Example: Same dataset, different valid perspectives:

  • Some people: “Two distinct clusters” ✓ (correct)
  • Other people: “Four distinct clusters” ✓ (also correct)
  • Alternative view: “Three clusters” ✓ (also valid)
  • Clustering is unsupervised learning
  • No “right answers” in form of specific labels to replicate
  • Data itself often doesn’t give clear indicator for number of clusters
  • Multiple valid interpretations exist

Academic Approach (Rarely Used in Practice)

Section titled “Academic Approach (Rarely Used in Practice)”

One technique mentioned in academic literature:

  1. Run K-means with variety of K values
  2. Plot cost function J (distortion) vs number of clusters
  3. Look for “elbow” in the curve
  • Few clusters (e.g., K=1): High distortion function J
  • More clusters: J decreases rapidly initially
  • Even more clusters: J decreases more slowly
  • “Elbow”: Point where decrease becomes more gradual (e.g., K=3)
  • Shape resembles arm: hand → elbow joint → upper arm
  • Clear bend in the curve suggests optimal K
  • Personal experience: “I personally hardly ever use the elbow method”
  • Reason: Many cost functions decrease smoothly without clear elbow
  • Reality: Most applications don’t show obvious elbow point

Wrong approach: Choose K to minimize cost function J

  • Problem: Would almost always choose largest possible K
  • Why: More clusters → lower cost function J
  • Result: Not meaningful clustering

Evaluate K-means based on how well it performs for later/downstream purpose.

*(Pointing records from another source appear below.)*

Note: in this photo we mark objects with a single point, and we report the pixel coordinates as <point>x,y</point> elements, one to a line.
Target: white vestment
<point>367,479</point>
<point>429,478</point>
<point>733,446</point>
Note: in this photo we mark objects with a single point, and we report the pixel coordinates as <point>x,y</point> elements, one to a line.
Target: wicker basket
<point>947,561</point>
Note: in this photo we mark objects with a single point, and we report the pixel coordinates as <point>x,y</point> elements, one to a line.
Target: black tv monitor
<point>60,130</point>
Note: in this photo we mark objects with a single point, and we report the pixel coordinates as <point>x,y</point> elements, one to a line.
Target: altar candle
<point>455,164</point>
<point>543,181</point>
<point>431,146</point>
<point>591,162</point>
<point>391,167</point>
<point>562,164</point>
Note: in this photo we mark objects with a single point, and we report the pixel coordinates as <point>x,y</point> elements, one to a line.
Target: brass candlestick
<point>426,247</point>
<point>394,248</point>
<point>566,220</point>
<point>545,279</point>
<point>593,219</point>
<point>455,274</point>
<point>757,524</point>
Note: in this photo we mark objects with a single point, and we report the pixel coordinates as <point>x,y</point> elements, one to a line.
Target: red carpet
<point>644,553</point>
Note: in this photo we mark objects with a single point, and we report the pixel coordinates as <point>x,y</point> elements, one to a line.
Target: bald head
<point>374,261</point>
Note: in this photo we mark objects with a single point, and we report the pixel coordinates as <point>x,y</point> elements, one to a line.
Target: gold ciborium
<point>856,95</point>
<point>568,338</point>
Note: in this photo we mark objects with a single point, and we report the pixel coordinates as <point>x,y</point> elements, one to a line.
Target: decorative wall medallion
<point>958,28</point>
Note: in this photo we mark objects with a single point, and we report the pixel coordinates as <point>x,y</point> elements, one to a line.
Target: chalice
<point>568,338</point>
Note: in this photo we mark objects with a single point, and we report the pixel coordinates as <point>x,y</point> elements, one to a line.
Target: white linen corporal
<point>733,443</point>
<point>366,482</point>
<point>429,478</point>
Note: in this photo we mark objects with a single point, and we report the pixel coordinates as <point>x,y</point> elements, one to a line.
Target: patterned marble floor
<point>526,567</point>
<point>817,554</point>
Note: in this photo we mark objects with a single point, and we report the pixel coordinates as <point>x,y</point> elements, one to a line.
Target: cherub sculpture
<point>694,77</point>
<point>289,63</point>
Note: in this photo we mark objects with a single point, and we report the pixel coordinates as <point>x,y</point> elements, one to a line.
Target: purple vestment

  • Run K-means to determine t-shirt sizes
  • Question: How many t-shirt sizes should there be?

Option 1: K = 3 (Small, Medium, Large)

  • Three distinct clusters for three t-shirt sizes
  • Simpler manufacturing and shipping
  • Lower costs

Option 2: K = 5 (XS, S, M, L, XL)

  • Five clusters for five t-shirt sizes
  • Better fit for customers
  • Higher manufacturing and shipping costs
  1. Run K-means with K = 3 and K = 5
  2. Examine both solutions
  3. Consider trade-offs:
    • Better fit (more sizes) vs Lower cost (fewer sizes)
  4. Decide based on business needs and constraints

Context: K-means for image compression (programming exercise)

  • Trade-off: Image quality vs compression ratio
  • Decision factors:
    • How good should image look?
    • How much compression is needed?
    • File size constraints?

Use trade-off analysis to manually decide optimal K based on:

  • Quality requirements
  • Storage limitations
  • Computational constraints

Choosing the number of clusters requires balancing mathematical optimization with practical considerations specific to your application’s goals and constraints.